Detailed information on band extractor pipelines may be displayed using
`sdbands`

without further arguments:

**>> **`sdbands`

(p)
103 input wavelengths, 5 bands, 5 output features
Mean feature extractor
band orig.wavelength output
ind name low high dim
------------------------------------
1 Band 1 1 15 1
2 Band 2 16 58 1
3 Band 3 59 74 1
4 Band 4 75 84 1
5 Band 5 85 103 1

## 8.4.5.4. LDA spectral feature extractor ↩

The LDA supervised feature extractor trains a Fisher projection for each band. It projects the input data to the sub-space maximizing the class separation.

**>> rand('state',1); p=**`sdbands`

(a,'LDA','cluster',5)
clustering wavelengths:done
Band extraction pipeline 103x15 5 bands,LDA extractor
**>> **`sdbands`

(p)
103 input wavelengths, 5 bands, 15 output features
LDA feature extractor
band orig.wavelength output
ind name low high dim
------------------------------------
1 Band 1 1 15 3
2 Band 2 16 58 3
3 Band 3 59 74 3
4 Band 4 75 84 3
5 Band 5 85 103 3
**>> d=a*p**
8609 by 15 sddata, 4 classes: 'rot'(1491) 'green'(1762) 'peel'(3315) 'flesh'(2041)

In our example, each band (wavelength group) yields 3 output features
because the data set `a`

contains four classes.

## 8.4.5.5. Defining bands manually ↩

We may specify the bands manually using the 'bands' option.
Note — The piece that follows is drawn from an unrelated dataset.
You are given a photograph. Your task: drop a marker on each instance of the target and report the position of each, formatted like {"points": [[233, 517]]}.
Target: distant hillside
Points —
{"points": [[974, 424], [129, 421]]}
We need to provide the wavelength indices for each band in a cell array.

**>> rand('state',1); p=**`sdbands`

(a,'LDA','bands',{16:58 75:84})
Band extraction pipeline 103x6 2 bands,LDA extractor
**>> **`sdbands`

(p)
103 input wavelengths, 2 bands, 6 output features
LDA feature extractor
band orig.wavelength output
ind name low high dim
------------------------------------
1 Band 1 16 58 3
2 Band 2 75 84 3

We have a complete freedom in defining bands manually - they may overlap or include multiple copies of the same band.